Thursday, April 20, 2006

Atheism-of-the-Gaps

A few months ago, I blogged about this article about the Anthropic Principle by Victor Stenger, a University of Colorado professor. In it, he attacks those who see design in the universe as "“still seeking the God-of-the-gaps:"

Look at history. Science has always explained observations in terms of natural (that is, nonsupernatural) phenomena. Religion has always proposed supernatural explanations to fill those gaps where science provided no natural explanations, or simply remained silent.

We cannot explain why the constants of nature have the curious values they have, so maybe God made them so. We cannot explain the "unreasonable effectiveness of mathematics," so maybe God invented mathematics.
Maybe. But is this modern God of the gaps any more plausible than the God of the shamans and priests? Maybe one day science will fill in these gaps without the premise of God.

Of all places, the Panda's Thumb has posted an interesting counterpoint to this argument. Matt Young, an atheist himself, after having listened to a speech by Stenger, points out that Stenger employs a similarly flawed argument, atheism-of-the-gaps:

The claim that science has conclusively disproved God is what your physician might call a diagnosis of exclusion. That is what she uses when she has no firm idea what you have. Let us say you go to the doc complaining of fatigue, muscle and joint pains, and physical weakness. The doc fails to find anything wrong with you and tells you, by exclusion, that there is indeed nothing wrong with you (or it is all in your head). The next day (or so it seems), medicine discovers a new syndrome, fibromyalgia. The etiology of fibromyalgia is unclear, though it may be related to autoimmune diseases such as lupus and rheumatoid arthritis. Nevertheless, it is a recognized syndrome, and there is after all something wrong with you.

The physician's diagnosis was justified when she made it, but it was a diagnosis-of-the-gaps argument and promptly disproved. Professor Stenger's argument is likewise an atheism-of-the-gaps argument, and, whereas I think it is most likely right, I cannot agree that it is conclusive. Indeed, it is the same diagnosis of exclusion that intelligent-design creationists use when they claim that we cannot figure out how the bacterial flagellum has evolved, so therefore it did not.

I agree with Young'’s major point that neutrality is important to scientific discussion.
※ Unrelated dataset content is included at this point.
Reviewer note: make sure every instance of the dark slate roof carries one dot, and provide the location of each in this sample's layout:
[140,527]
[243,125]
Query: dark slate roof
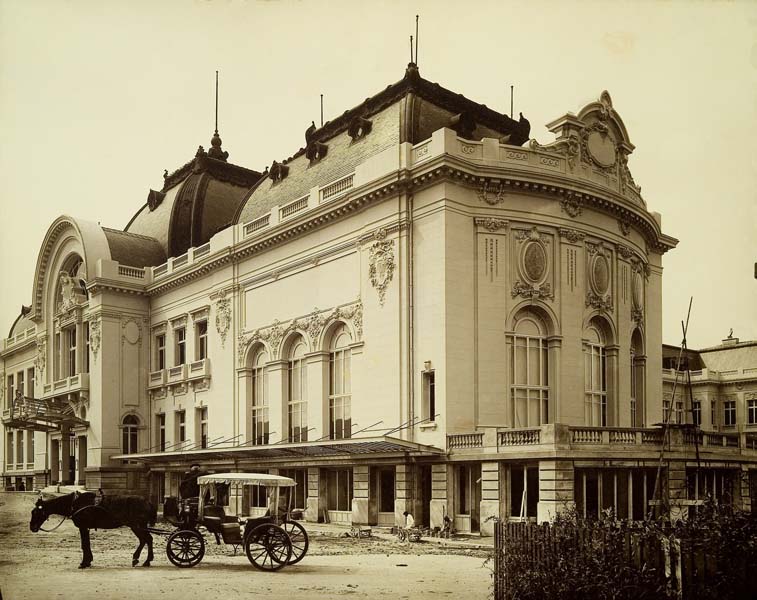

It is crucial for both religious and non-religious people to recognize where science ends and philosophy begins.

3 comments:

island said...

I'd like to know what the anthropic principle has to do with god?... if neutrality has anything to do with anything... which, it doesn't.

Zeteo Eurisko said...

By neutrality I mean simply that we should all be honest about the limits of observations. Irreducible complexity is perhaps a good example of IDists overstepping the boundaries of observation to claim that "this just can't happen by Darwinian mechanisms -- God must have divinely stepped in to complete what nature could not." Until an explanation is known, we must be careful not to fill gaps in understanding with philosophical precepts - whether one is an atheist or a theist.

I'm working on a post to follow up with the anthropic principle question.

island said...

Yeah, but I'll draw a liite distinction between filling gaps and making them bigger, which I believe is relevant to willful ignorance by the "athiest-side":

I would agree that there is no basis for leaping to the conclusion that evidence that we're not here by accident necessarily means that there must be an intelligent agent involved.